I don’t think Iran would celebrate if these anti-Iran goals had been met. But a massive celebration would be in order if Iran believed it had snookered the world out of its proverbial underpants. That would be a celebration worth holding.

If you want to understand why Iran would celebrate a deal designed to shut it down, look for the concessions the US made to make this deal work. Then look at what Iran promised to do in return for its signature.

In exchange for easily breakable promises, Iran gets billions upon billions of dollars when sanctions are (immediately) lifted. The only down-side here for Iran is that if Israel doesn’t like the deal, it might decide to protect itself. Israel could hit Iran with some kind of pre-emptive strike.

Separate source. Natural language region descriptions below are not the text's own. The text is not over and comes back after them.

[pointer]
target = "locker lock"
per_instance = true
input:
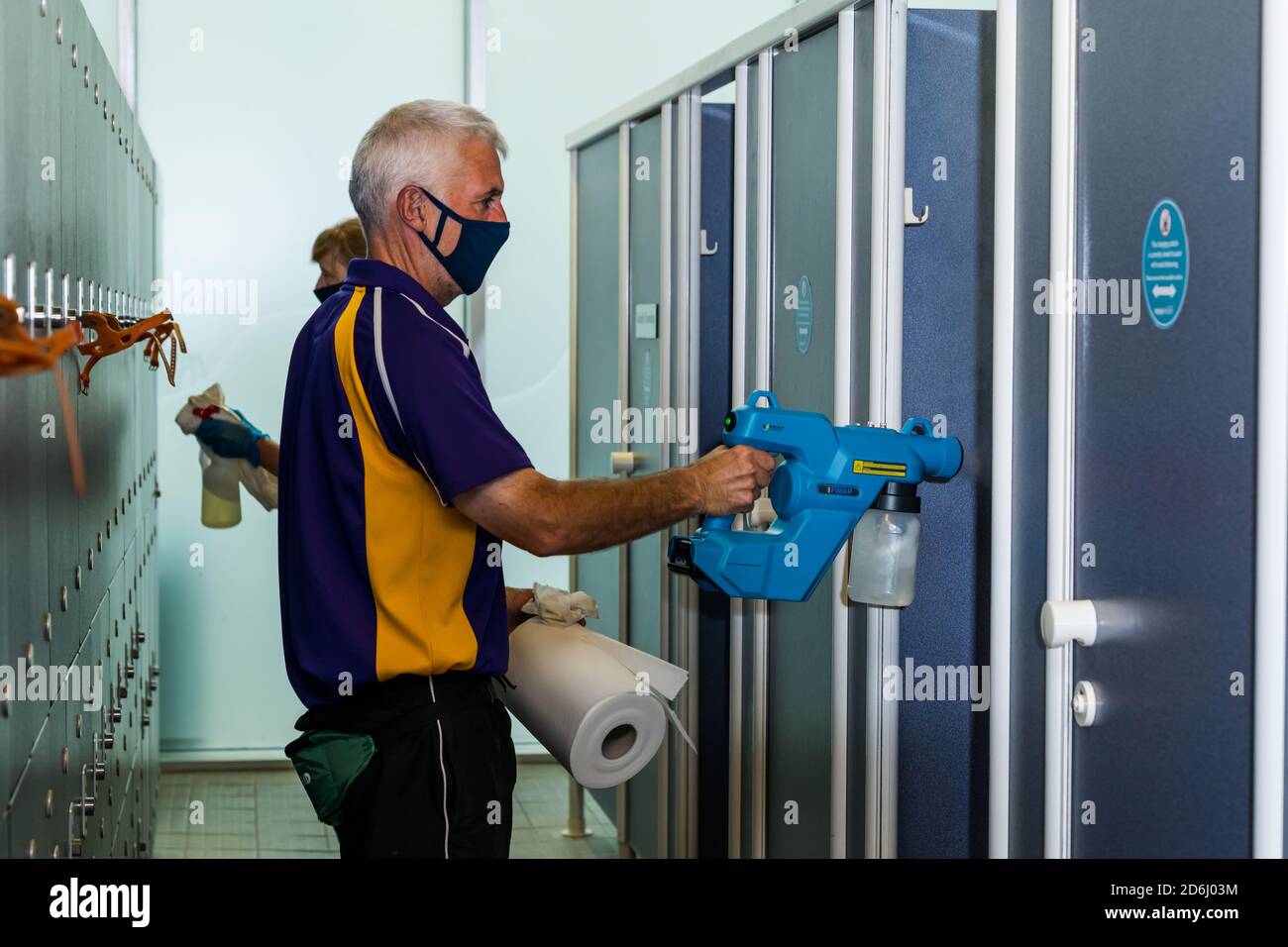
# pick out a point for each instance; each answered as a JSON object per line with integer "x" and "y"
{"x": 1065, "y": 621}
{"x": 1083, "y": 703}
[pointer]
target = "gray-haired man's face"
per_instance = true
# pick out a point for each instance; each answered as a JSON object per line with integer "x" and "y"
{"x": 473, "y": 189}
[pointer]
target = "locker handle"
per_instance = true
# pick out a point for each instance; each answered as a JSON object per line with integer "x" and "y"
{"x": 1067, "y": 621}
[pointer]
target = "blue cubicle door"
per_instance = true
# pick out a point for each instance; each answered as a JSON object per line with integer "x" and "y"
{"x": 713, "y": 379}
{"x": 799, "y": 753}
{"x": 947, "y": 356}
{"x": 1166, "y": 424}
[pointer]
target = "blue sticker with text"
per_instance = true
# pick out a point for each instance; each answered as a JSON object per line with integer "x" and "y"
{"x": 1164, "y": 263}
{"x": 804, "y": 315}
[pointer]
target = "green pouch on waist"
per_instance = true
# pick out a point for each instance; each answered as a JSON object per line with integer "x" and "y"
{"x": 327, "y": 763}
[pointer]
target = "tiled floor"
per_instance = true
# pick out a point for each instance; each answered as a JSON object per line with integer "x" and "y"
{"x": 263, "y": 813}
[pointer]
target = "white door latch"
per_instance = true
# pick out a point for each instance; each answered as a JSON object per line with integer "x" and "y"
{"x": 1069, "y": 621}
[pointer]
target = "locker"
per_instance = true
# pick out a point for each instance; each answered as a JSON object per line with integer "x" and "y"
{"x": 37, "y": 823}
{"x": 596, "y": 330}
{"x": 804, "y": 304}
{"x": 715, "y": 309}
{"x": 947, "y": 367}
{"x": 644, "y": 380}
{"x": 1164, "y": 770}
{"x": 77, "y": 231}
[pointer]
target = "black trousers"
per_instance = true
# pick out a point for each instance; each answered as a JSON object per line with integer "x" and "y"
{"x": 441, "y": 784}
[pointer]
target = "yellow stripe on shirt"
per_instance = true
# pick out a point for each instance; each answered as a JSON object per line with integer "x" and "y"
{"x": 413, "y": 544}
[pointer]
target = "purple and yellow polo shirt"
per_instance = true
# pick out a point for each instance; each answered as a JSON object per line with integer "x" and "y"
{"x": 385, "y": 420}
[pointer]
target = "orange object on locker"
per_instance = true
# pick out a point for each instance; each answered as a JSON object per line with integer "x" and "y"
{"x": 22, "y": 354}
{"x": 111, "y": 337}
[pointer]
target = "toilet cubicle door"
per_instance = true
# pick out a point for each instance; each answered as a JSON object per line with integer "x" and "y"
{"x": 595, "y": 368}
{"x": 798, "y": 792}
{"x": 645, "y": 571}
{"x": 1167, "y": 136}
{"x": 947, "y": 365}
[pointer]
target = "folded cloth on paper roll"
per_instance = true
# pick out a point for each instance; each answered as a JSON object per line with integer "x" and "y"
{"x": 595, "y": 703}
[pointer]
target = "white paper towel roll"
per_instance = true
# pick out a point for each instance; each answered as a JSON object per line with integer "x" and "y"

Iran won’t care. The billions it will have received from lifted sanctions will more than make up for the damage Israel could cause. The pain of an Israeli strike will be more than mollified by those billions upon billions of dollars.

In fact, a cynic might suggest that that’s what all of these talks were really about—the money: in exchange for promises to curtail nuclear work, Iran collects billions. The only country with the guts to attack Iran for non-compliance will be Israel. But all Israel would do, at worst, is bomb nuclear facilities in isolated desert spots. Israel will be too afraid of world reactions if it bombed anything else.

Let Israel bomb. Those released billions will buy a lot of terror attacks. There could even be enough left over to rebuild what Israel destroys.

Iran is crazy. They could believe in such a strategy.

If these ‘deal’ rumours are correct, Iran has hit the jackpot. No wonder they’re planning a celebration.